The Northern Agenda
Having a mayor - what now for the North's new political superheroes?
Episode notes
We're a week on from the local and mayoral elections and the dust is still settling on a set of results which dealt another major blow to Rishi Sunak and the Conservatives.
And it was the election of metro mayors - the political figureheads for big regions like the North East, Greater Manchester and West Yorkshire - which made most of the headlines.
But while most Westminster pundits - and Rishi Sunak himself, are preoccupied with what these results mean for the upcoming General Election, there's a lot less attention being paid to the mayors themselves. Who are they, what are their policies and why are people voting for them, if they bother to vote at all?

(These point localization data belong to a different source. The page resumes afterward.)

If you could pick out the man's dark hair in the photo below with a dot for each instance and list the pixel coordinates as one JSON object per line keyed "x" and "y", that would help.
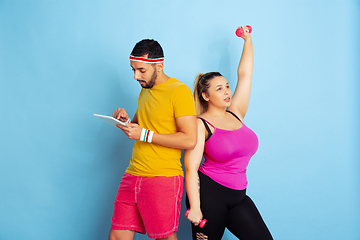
{"x": 148, "y": 47}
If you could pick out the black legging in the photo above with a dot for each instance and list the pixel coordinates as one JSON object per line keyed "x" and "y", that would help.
{"x": 223, "y": 207}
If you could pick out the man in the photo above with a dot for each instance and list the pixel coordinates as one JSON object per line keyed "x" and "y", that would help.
{"x": 148, "y": 199}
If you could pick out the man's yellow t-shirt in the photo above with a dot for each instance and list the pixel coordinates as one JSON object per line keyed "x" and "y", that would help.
{"x": 157, "y": 109}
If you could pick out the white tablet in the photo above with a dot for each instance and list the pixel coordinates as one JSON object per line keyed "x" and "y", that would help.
{"x": 110, "y": 120}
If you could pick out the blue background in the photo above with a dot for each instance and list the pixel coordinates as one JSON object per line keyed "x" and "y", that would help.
{"x": 63, "y": 61}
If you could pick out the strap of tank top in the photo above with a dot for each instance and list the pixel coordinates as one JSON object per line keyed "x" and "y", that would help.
{"x": 234, "y": 115}
{"x": 207, "y": 128}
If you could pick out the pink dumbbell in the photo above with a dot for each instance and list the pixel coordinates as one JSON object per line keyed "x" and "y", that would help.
{"x": 202, "y": 221}
{"x": 240, "y": 31}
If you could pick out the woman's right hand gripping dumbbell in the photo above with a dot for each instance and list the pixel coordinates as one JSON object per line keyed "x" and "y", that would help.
{"x": 195, "y": 217}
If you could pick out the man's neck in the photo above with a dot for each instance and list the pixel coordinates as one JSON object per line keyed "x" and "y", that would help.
{"x": 162, "y": 77}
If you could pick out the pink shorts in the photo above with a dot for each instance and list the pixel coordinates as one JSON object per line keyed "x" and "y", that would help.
{"x": 148, "y": 205}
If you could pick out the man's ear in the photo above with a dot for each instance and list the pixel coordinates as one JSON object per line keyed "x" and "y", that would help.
{"x": 159, "y": 66}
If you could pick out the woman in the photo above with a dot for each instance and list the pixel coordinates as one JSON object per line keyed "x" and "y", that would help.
{"x": 217, "y": 190}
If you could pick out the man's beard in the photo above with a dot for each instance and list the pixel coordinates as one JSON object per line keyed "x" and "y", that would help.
{"x": 152, "y": 81}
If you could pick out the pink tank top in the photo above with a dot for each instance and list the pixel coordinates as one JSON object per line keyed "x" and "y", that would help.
{"x": 227, "y": 154}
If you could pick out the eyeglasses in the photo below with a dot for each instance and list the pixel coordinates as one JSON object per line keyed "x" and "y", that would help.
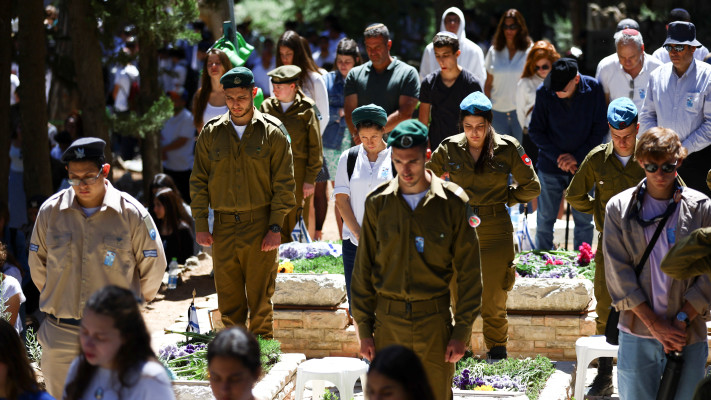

And do they really know how to run their regions better than Westminster?
This week as the new mayors got back to work after the elections Rob Parsons speaks to one of them, South Yorkshire's Oliver Coppard, about why he's prioritising transport in his second term.
And Rob gets the bigger picture with three brilliant guests:
- Jen Williams, Northern Correspondent for the Financial Times, who wrote a great piece last week about how the mayoral elections mark a milestone for English devolution and has taken a particular interest in the affairs of Tees Valley Ben Houchen.
- Gill Morris, executive chair of Devo Inflect, the UK's leading devolution public affairs agency.
- Professor Katy Shaw from Northumbria University is one of the experts who helped write Gordon Brown's commission on the UK's future, setting out plans for sweeping constitutional change, which Labour leader Keir Starmer has promised to implement.